Braterski, şunları kaydetti:

“Avrasya bölgesinin geleceği, Çin’in ekonomik krizden ne zaman çıkacağına bağlı. Çin krizden çıktığında bölgede daha iddialı bir rol mü yoksa daha dayanışmacı bir rol mü üstelenmek isteyecek, göreceğiz. Bölgede gelecek senelerde ciddi bir değişiklik olmayacağını düşünüyorum çünkü asimetrik olsa da bir denge ve görev paylaşımı var. Çin’in bölgede ekonomik bir rolü var, özellikle finansman ve yatırımlar noktasında. Rusya’nın rolü ise güvenlik noktasında. Ayrıca bölgesel roller de var.”

Demokratik değerler ikinci plana atılabilir

Polonya Siyasal Bilimler Enstitüsü Öğretim Üyesi Doç. Dr. Adam Szymanski de er ya da geç Kovid-19’un mevsimsel grip gibi hayatın bir parçası olacağını, salgının dünya ekonomisi üzerindeki etkilerinin daha ciddi bir tehlike oluşturduğunu anlattı.

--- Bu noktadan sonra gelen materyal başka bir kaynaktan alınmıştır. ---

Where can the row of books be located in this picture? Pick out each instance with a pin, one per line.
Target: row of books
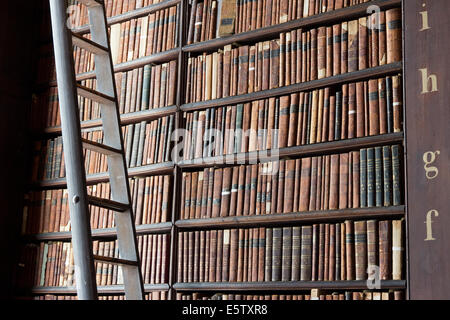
(297, 56)
(135, 38)
(340, 295)
(358, 179)
(145, 143)
(79, 14)
(141, 89)
(210, 18)
(52, 264)
(360, 250)
(154, 295)
(347, 111)
(47, 211)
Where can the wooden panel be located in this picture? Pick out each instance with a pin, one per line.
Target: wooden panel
(427, 30)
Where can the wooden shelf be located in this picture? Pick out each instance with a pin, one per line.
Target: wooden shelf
(98, 234)
(298, 87)
(137, 13)
(114, 289)
(327, 18)
(284, 219)
(157, 58)
(125, 119)
(163, 168)
(298, 151)
(285, 286)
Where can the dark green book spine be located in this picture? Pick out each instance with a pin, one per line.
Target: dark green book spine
(276, 253)
(378, 177)
(387, 175)
(338, 116)
(363, 177)
(389, 105)
(286, 254)
(397, 195)
(371, 177)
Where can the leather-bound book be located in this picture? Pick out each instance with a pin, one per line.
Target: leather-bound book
(276, 253)
(268, 255)
(396, 175)
(193, 195)
(322, 52)
(284, 122)
(385, 247)
(353, 46)
(261, 253)
(343, 180)
(382, 43)
(397, 103)
(202, 255)
(334, 182)
(371, 177)
(196, 265)
(234, 247)
(349, 250)
(227, 18)
(387, 176)
(313, 190)
(336, 49)
(352, 110)
(326, 260)
(378, 177)
(280, 189)
(212, 255)
(219, 255)
(315, 252)
(243, 70)
(217, 192)
(274, 64)
(382, 106)
(372, 245)
(306, 254)
(296, 253)
(363, 44)
(394, 35)
(338, 116)
(314, 57)
(293, 118)
(361, 250)
(363, 177)
(374, 111)
(321, 260)
(226, 192)
(338, 257)
(286, 253)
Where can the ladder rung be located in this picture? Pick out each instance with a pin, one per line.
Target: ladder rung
(90, 3)
(88, 45)
(108, 204)
(94, 95)
(115, 261)
(100, 148)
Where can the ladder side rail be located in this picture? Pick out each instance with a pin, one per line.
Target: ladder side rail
(75, 171)
(126, 233)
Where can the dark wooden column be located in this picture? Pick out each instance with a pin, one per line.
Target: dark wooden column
(427, 96)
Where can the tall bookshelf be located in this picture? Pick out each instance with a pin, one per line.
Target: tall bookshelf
(175, 226)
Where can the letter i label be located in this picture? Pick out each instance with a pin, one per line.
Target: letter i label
(424, 14)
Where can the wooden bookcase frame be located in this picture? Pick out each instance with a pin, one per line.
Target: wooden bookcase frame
(181, 54)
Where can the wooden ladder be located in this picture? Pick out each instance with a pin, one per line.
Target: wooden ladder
(106, 96)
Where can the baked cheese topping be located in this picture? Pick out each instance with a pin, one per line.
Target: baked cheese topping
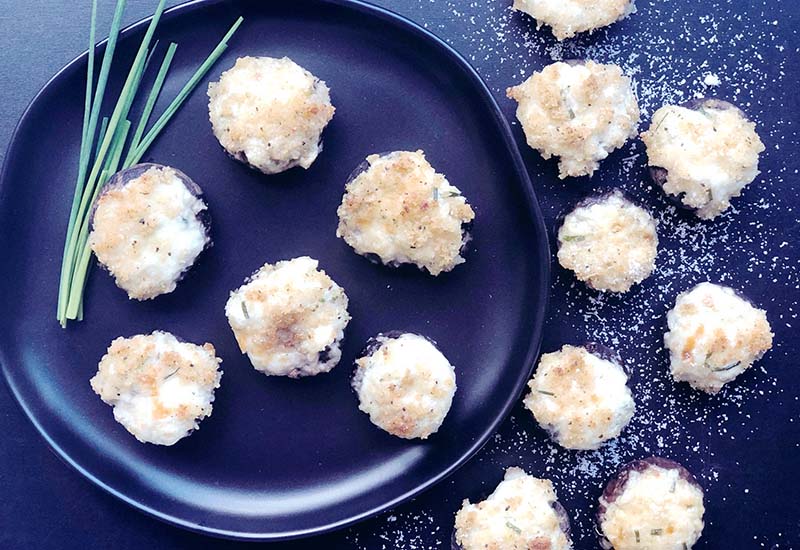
(520, 514)
(569, 17)
(406, 386)
(609, 243)
(270, 113)
(403, 211)
(714, 336)
(146, 232)
(579, 398)
(289, 318)
(160, 388)
(710, 154)
(657, 509)
(579, 112)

Kriz devam ettiği sürece olağanüstü hal tipi bir yönetim şekline olan eğilimin devam edebileceğine dikkati çeken Szymanski, şöyle devam etti:

“Liberal demokrasi zaten bir süredir zor durumdaydı, kriz sonrasında daha zor duruma düşebilir. Halihazırda birçok ülkede diğer konular demokratik değerlerden öncelikli durumda ve salgın sonrası bu eğilimin artması beklenebilir. İnsanlar, istikrar ve güçlü liderliği liberal demokrasiye tercih edebilir.”

Szymanski, bu eğilimin AB, bilhassa Orta ve Doğu Avrupa’da görülebileceğine ancak demokratik değerlerin AB’nin temeli olduğu için bu durumun tüm AB’yi ilgilendireceğine dikkati çekti.

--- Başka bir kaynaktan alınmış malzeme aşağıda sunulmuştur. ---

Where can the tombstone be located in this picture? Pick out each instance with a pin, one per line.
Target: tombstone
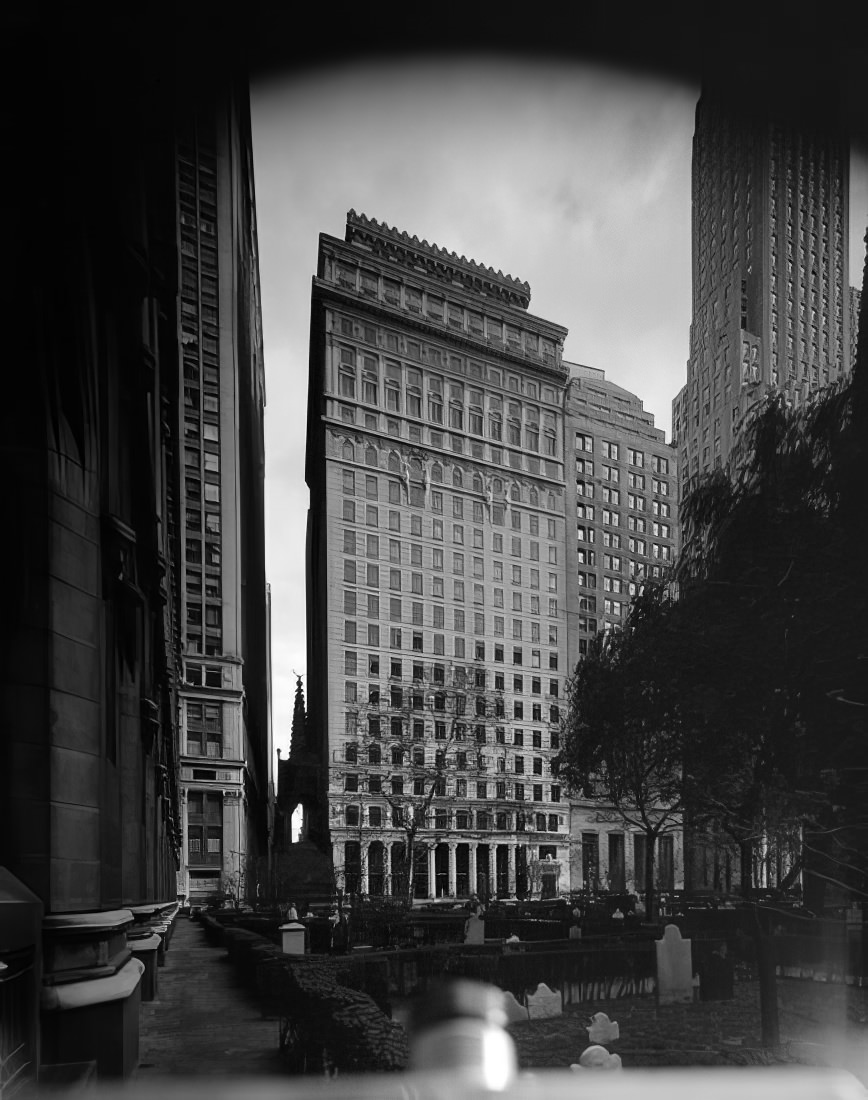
(596, 1057)
(544, 1003)
(674, 968)
(515, 1012)
(474, 930)
(603, 1030)
(292, 938)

“BM ve DSÖ hazırlıklı değildi”

Bahsi geçen olağanüstü hal tipi yönetim tarzının, mülteci krizi gibi AB içindeki pek çok krizin üstesinden gelinmesinde kullanılmak istenebileceğine işaret eden Szymanski, şunları kaydetti:

“Salgın, AB’yi farklı şekillerde etkileyecektir. Ekonomik iyileşme süreci AB entegrasyon süreçlerini etkileyecektir, kısa vadede çabalar entegrasyon süreçleri yerine ekonomik problemleri çözmeye yönelecektir. Ancak AB kurulduğundan beri bir öğrenme sürecinde, salgın tecrübesinden de öğrenilecek, dersler çıkarılacak ve düzenlemeler yapılacaktır. Bu da AB’yi gelecekteki bu tarz güvenlik tehditlerine karşı daha dayanıklı hale getirecektir.”

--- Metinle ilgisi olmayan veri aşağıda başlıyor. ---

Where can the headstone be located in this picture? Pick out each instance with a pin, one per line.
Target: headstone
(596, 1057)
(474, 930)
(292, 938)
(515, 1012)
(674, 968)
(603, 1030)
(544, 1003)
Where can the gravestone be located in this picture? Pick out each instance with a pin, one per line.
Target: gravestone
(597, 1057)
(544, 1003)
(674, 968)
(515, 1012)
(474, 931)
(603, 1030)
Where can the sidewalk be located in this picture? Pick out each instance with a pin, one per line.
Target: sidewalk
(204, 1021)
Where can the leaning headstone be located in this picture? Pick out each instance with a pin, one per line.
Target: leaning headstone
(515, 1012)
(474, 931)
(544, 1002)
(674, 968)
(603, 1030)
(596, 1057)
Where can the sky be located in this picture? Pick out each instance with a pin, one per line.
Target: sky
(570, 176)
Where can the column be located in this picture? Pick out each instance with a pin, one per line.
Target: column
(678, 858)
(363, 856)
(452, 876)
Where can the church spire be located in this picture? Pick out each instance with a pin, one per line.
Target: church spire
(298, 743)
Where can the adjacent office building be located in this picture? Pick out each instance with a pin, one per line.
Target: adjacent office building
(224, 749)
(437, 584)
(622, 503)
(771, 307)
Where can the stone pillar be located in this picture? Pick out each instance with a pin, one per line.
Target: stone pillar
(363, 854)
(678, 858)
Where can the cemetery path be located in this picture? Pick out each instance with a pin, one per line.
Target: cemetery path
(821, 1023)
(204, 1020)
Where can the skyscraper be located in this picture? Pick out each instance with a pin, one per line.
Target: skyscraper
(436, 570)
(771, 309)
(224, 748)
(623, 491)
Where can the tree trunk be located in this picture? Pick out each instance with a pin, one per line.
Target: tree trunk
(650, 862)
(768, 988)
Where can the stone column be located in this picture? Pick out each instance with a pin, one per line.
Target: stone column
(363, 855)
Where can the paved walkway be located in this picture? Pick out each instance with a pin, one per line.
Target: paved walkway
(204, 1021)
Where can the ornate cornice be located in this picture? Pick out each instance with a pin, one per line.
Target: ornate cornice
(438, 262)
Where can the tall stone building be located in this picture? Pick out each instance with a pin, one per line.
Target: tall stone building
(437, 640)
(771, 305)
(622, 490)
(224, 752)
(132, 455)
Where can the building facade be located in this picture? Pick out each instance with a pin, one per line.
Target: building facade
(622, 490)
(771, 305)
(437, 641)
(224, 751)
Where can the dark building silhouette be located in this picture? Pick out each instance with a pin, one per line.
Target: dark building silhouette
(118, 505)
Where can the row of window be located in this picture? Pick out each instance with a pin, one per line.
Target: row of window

Szymanski, BM ve DSÖ’nün böylesine eşi görülmemiş bir salgın karşısında tüm diğer uluslararası organizasyonlar gibi hazırlıklı olmadığını söyledi. Szymanski, “Bu organizasyonların yapılarını ve karar alma süreçlerini göz önünde bulundurursak tam da beklenen şekilde tepki verdiler. Pandeminin resmi olarak tanınmasında zaman alan prosedürler olduğu için, açıkçası daha hızlı ve etkili hareket edebileceklerini sanmıyorum. Bu da gösteriyor ki etkili küresel yönetim konusunda katetmemiz gereken epey bir yol var.” şeklinde konuştu.